This throw-away line from George Bernard Shaw’s play Man and Superman is understandably hated by teachers. You may have heard it quoted dismissively or sarcastically to suggest that teachers enter the profession because they couldn’t have succeeded as writers, musicians, artists, designers, sportswomen… in their own right. Teaching their skills to others is apparently the second-rate option. It’s an infuriating assumption that is so far from the truth. Apart from its failure to acknowledge the craft of teaching as every bit as demanding as composing a piece of music or painting an artwork, it also overlooks the fact that so many teachers are also successful practitioners of the crafts they teach others. In any school staffroom, you will find musicians, painters, writers, furniture and fashion designers, public speakers and academics quietly honing their own skills at the same time as they nurture these skills in their students.
In the English classroom, we want our students to learn to write powerful and artful stories, influenced by the fiction they’ve read and discussed in the classroom. Quite often, we will take the opportunity to write with our students and to share our own attempts and flawed drafts as it is important for them to know that writing can be a satisfying and lifelong activity, whether or not we are published authors. Caroline St George is a member of the English department who not only passionately advocates the importance of creative writing in her classroom, but who writes herself and has recently developed her skills further by completing creative writing courses at Sydney University and at The Writers’ Centre in Rozelle. Our students are fortunate to have teachers like Mrs St George who not only teach, but who model and practise the writing craft themselves. This piece Empty Space was written by Mrs St George and published in an anthology by the Hunter Writers’ Centre entitled Grieve: Stories and Poems for Grief Awareness Month 2015. The brief was for contributors to offer a piece of no more than 500 words capturing the very human experience of loss. It is a short but poignant evocation of the experience of a grieving mother.
Rachel Duke
Head of English
Empty Space
The boy lay next to her when she woke. He smelt of soap and pawpaw cream. His eyes were closed. Soft curls, pink cheeks and hands that had not yet lost the dimples where his knuckles would one day protrude. A part of her wanted to reach out and smooth the blonde ringlets that hung over his forehead, to nuzzle her face into his warm neck but the space inside that now lay empty wouldn’t let her.

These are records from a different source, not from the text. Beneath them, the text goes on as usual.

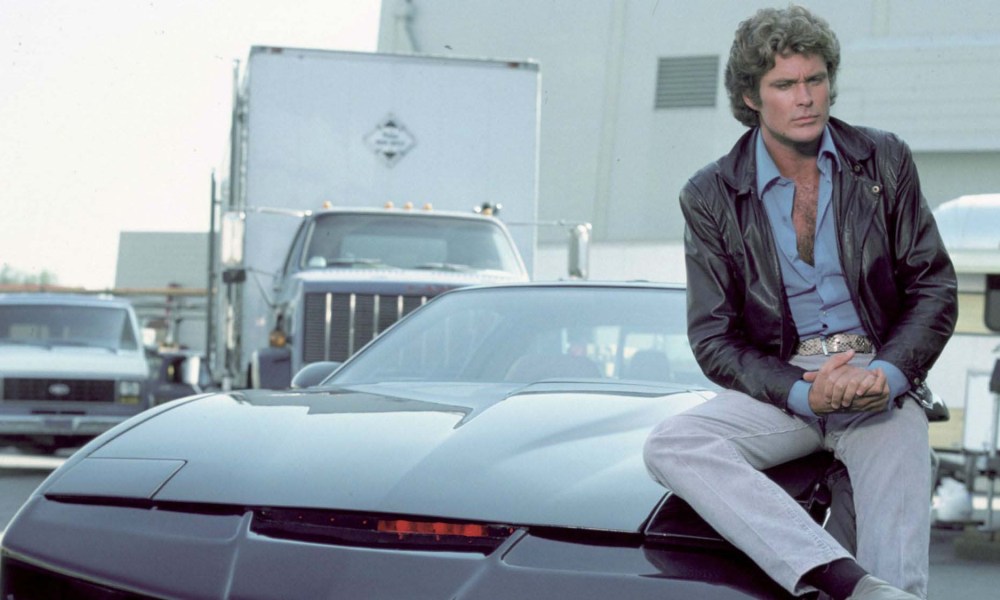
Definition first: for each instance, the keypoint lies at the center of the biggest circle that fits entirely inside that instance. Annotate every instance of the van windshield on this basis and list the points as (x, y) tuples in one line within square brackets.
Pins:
[(408, 242), (59, 325)]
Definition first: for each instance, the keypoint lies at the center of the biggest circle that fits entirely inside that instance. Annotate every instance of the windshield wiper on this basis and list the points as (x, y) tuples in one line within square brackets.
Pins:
[(454, 267), (38, 343), (352, 262)]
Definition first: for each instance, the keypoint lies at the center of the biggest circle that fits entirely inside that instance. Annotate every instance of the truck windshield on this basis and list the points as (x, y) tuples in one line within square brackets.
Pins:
[(52, 325), (408, 242)]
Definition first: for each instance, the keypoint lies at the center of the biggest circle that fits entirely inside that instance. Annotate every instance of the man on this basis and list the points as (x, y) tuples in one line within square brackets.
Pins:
[(820, 294)]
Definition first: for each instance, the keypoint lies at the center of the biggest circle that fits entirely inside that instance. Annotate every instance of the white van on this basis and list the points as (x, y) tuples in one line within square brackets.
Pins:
[(71, 367)]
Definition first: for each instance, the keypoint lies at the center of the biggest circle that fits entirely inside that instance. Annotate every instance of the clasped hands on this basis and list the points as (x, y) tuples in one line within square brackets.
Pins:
[(840, 387)]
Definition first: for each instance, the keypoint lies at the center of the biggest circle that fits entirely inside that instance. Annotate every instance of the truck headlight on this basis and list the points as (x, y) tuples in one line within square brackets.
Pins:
[(129, 392), (277, 338)]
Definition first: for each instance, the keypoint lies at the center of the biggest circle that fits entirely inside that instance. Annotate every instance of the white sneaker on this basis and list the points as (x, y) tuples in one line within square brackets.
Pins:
[(873, 588)]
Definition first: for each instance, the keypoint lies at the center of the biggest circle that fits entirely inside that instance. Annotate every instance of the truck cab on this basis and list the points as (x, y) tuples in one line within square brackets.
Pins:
[(71, 367), (350, 273)]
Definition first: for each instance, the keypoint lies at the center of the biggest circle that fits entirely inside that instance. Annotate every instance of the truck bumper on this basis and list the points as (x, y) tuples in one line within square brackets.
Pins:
[(77, 425)]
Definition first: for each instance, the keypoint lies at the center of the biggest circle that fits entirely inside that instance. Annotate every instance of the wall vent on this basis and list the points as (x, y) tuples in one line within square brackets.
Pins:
[(686, 82)]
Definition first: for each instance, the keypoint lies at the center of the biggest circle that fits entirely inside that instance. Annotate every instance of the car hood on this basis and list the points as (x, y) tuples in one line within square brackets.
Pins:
[(70, 361), (546, 454)]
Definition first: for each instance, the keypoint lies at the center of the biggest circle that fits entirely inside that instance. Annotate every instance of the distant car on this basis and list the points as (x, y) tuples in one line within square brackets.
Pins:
[(176, 373), (486, 446), (71, 367)]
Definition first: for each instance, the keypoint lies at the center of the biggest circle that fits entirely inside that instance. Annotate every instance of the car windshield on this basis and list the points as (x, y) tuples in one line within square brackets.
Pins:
[(408, 241), (529, 334), (52, 325)]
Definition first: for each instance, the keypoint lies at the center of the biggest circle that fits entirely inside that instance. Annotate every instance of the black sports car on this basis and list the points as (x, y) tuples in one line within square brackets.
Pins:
[(487, 446)]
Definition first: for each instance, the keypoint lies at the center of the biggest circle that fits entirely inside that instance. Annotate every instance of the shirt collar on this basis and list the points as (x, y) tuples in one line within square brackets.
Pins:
[(767, 171)]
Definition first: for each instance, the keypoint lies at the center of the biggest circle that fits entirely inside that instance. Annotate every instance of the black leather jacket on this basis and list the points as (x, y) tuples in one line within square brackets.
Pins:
[(900, 277)]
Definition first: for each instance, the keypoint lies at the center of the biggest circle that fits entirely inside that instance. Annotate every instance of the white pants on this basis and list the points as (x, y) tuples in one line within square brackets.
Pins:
[(712, 455)]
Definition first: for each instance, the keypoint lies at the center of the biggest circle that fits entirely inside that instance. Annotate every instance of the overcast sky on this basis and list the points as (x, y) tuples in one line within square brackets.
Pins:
[(114, 113)]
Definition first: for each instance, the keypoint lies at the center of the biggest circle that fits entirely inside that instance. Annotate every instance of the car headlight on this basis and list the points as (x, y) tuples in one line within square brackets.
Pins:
[(129, 392)]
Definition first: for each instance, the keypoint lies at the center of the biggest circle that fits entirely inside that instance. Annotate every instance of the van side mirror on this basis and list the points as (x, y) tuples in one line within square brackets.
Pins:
[(234, 276), (579, 251), (991, 315)]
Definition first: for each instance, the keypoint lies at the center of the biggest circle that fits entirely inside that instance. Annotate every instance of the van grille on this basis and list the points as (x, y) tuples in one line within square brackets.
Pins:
[(71, 390), (338, 325)]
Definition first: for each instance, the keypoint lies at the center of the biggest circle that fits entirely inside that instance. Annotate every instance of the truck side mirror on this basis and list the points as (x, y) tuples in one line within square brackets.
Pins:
[(991, 315), (234, 276)]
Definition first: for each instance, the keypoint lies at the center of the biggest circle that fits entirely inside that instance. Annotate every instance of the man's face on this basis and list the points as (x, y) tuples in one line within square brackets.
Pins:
[(794, 101)]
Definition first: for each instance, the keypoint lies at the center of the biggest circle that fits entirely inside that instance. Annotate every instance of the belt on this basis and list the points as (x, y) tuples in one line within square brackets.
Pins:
[(838, 342)]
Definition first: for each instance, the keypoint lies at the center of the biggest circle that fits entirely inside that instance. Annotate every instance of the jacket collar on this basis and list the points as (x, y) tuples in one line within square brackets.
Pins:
[(738, 169)]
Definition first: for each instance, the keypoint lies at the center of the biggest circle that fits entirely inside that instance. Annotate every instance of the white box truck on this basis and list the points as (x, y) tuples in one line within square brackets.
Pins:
[(309, 264)]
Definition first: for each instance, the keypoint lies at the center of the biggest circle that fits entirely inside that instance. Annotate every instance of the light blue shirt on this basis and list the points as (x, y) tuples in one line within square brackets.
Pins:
[(817, 294)]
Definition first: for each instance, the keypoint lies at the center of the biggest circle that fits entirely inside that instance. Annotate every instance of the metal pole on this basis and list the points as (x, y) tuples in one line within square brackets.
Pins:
[(210, 287)]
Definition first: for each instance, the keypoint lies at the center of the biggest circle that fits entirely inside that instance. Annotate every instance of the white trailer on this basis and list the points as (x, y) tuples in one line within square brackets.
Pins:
[(351, 129), (970, 227)]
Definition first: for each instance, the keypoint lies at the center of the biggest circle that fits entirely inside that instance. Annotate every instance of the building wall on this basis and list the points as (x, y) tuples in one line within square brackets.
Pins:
[(921, 68)]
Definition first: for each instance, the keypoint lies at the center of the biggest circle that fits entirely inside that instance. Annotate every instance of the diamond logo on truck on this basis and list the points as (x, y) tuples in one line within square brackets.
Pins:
[(390, 141)]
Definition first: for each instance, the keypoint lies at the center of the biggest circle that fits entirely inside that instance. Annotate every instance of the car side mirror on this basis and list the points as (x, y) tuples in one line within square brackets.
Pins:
[(991, 314)]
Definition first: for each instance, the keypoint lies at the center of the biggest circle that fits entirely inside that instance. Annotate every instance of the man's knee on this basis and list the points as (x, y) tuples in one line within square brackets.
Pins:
[(668, 442)]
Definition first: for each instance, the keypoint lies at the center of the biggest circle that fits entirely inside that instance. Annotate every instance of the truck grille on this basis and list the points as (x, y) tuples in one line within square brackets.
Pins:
[(72, 390), (338, 325)]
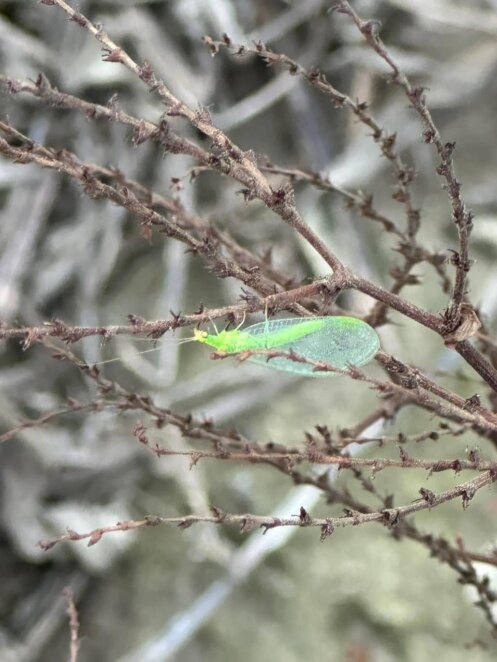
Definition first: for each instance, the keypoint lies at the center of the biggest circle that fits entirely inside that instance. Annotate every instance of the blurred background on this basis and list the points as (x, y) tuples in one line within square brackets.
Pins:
[(209, 593)]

She rolled onto her back just as Will came into the room. “Ned called for you,” he said “ I put him next to you but you didn’t wake.” Not an accusation but she heard the frustration in his voice, felt the way he wanted to shake her out of bed, out of her slump as if he thought she could step out of this grief like undressing at night. When she didn’t reply, he scooped up the boy and carried him out.

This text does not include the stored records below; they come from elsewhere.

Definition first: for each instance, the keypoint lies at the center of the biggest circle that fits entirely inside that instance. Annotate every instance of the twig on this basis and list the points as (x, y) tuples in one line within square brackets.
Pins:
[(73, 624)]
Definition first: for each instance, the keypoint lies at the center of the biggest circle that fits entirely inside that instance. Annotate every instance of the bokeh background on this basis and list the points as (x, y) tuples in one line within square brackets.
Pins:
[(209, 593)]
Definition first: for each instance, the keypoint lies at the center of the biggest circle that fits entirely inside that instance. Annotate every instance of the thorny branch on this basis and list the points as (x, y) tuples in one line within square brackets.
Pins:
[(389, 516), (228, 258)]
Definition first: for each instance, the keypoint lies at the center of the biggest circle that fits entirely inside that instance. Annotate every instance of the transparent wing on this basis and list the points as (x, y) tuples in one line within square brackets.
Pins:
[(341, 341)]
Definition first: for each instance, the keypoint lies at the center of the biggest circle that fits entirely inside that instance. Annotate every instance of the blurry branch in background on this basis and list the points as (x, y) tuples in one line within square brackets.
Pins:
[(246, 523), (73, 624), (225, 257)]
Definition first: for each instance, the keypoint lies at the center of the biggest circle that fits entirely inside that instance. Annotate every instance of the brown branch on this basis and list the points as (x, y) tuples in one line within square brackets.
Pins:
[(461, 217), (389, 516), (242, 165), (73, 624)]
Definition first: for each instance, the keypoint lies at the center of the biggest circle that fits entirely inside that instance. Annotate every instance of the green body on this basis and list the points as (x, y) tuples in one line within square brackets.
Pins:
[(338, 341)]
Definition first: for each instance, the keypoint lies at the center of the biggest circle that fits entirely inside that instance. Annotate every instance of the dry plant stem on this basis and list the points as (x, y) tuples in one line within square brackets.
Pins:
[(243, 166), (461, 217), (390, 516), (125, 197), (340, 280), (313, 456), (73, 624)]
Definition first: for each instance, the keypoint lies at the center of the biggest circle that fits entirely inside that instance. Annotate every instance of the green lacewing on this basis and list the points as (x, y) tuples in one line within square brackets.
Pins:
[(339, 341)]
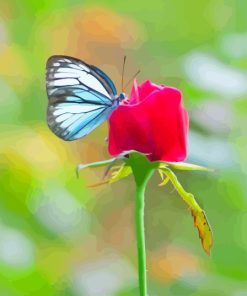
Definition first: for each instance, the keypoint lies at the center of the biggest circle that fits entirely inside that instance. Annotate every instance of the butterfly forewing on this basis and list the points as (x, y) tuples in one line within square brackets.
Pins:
[(80, 96)]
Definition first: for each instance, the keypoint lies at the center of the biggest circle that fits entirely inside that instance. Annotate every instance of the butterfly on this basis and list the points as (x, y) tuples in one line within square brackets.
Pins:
[(81, 97)]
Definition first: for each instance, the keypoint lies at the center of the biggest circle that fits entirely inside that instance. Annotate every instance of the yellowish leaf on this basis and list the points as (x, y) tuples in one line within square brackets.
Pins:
[(204, 229)]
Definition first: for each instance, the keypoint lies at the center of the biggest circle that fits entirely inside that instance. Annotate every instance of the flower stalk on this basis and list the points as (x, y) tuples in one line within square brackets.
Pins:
[(142, 171)]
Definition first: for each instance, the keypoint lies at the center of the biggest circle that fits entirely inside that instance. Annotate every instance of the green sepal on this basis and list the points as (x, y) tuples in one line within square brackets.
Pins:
[(122, 172)]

Later when she woke again, they had gone. She stretched herself and moved towards the bathroom but she couldn’t find the energy to shower so she slumped back on the bed. It smelt of her sweat and the sheets were yellow where the milk had leaked from her breasts. She felt a flutter within, then smarted that her body could betray her. It was an echo of the child that until last month had grown inside.
She closed the blinds and stood naked in the half light of the bedroom. The mirror reflected a body she didn’t quite recognise. Slack skin and a raw scar that cut across her abdomen like a wonky smile. As she dressed she knew that today she had to do something to please him, something that said she wasn’t lost and gone for good.
Dinner prepared, she moved into the nursery where the mobile hung forlornly. The sheets, never slept in, were folded back in anticipation . With gentle movements she took each object and packed her sadness into the cardboard box until all that was left was an empty cot. The room seemed to expand like endless space that reached out and out. Then it stopped, shrank, and was just a room. She closed the door behind her knowing that this was more than just closing a door, that it meant something.
At three o’clock the front door opened. She heard the tentative footsteps that came down the hall and she practised a smile. When they came in the room, they both looked at her so expectantly that she felt her heart leap. She would try harder, she told herself.
Ned sat on her lap with his eyelids drooping, his soft curls brushing against her chest. She reached her fingers hesitantly to his face and smoothed away the curls and then nuzzled her face into his warm neck. Inside something fluttered in the empty space.